Lucio had been speaking Italian, the clipped, sharp-edged Sicilian that mixed so strangely with his laughter, and then suddenly his voice dropped and he said, in English, “Remember, Little Tomas, that the man who dies betrayed will never rest.”
Chapter 32
Phil left the apartment just before six in the morning. The streetlights were still on, but their yellow light had already faded to nothing in the pale gray dawn. Old River Road was deserted. The loudest sound was the rattle from the air conditioning unit at the Grand Union, two blocks away.
“Don’t go back,” Beth had said. “Forget about the money. We’ll get by.” She had kissed his face, guiding his hands to her breasts, letting him feel the urgency of her body.
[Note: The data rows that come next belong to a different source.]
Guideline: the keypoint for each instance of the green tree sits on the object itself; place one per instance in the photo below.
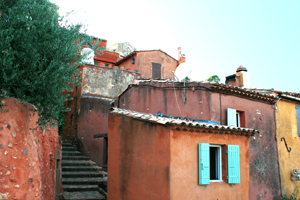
(214, 78)
(38, 56)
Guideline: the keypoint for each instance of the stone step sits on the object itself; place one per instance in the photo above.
(78, 174)
(81, 168)
(77, 163)
(75, 158)
(83, 181)
(80, 188)
(89, 195)
(71, 153)
(64, 149)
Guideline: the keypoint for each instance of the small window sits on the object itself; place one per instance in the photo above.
(215, 162)
(210, 165)
(156, 70)
(235, 118)
(238, 119)
(298, 118)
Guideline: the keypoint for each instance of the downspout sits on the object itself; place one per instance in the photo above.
(276, 138)
(184, 91)
(220, 108)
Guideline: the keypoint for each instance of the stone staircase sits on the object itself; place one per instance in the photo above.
(80, 176)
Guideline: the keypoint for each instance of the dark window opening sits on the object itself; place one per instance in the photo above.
(298, 119)
(156, 71)
(215, 162)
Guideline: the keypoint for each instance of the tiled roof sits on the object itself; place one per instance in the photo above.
(270, 91)
(185, 125)
(134, 52)
(244, 91)
(94, 97)
(221, 87)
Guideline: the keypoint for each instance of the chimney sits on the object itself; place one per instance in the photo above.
(239, 79)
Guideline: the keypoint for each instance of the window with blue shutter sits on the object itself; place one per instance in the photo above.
(204, 177)
(298, 119)
(231, 117)
(233, 154)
They had made love right there on the living room floor, because they couldn’t help themselves—because for those few moments there was nothing else that mattered except their need for each other.
But with sunrise the rest of the world came back, the world into which they would have to make their escape and which was so very unforgiving. They would need money, and the few thousand Phil had in his checking account wouldn’t carry them very far.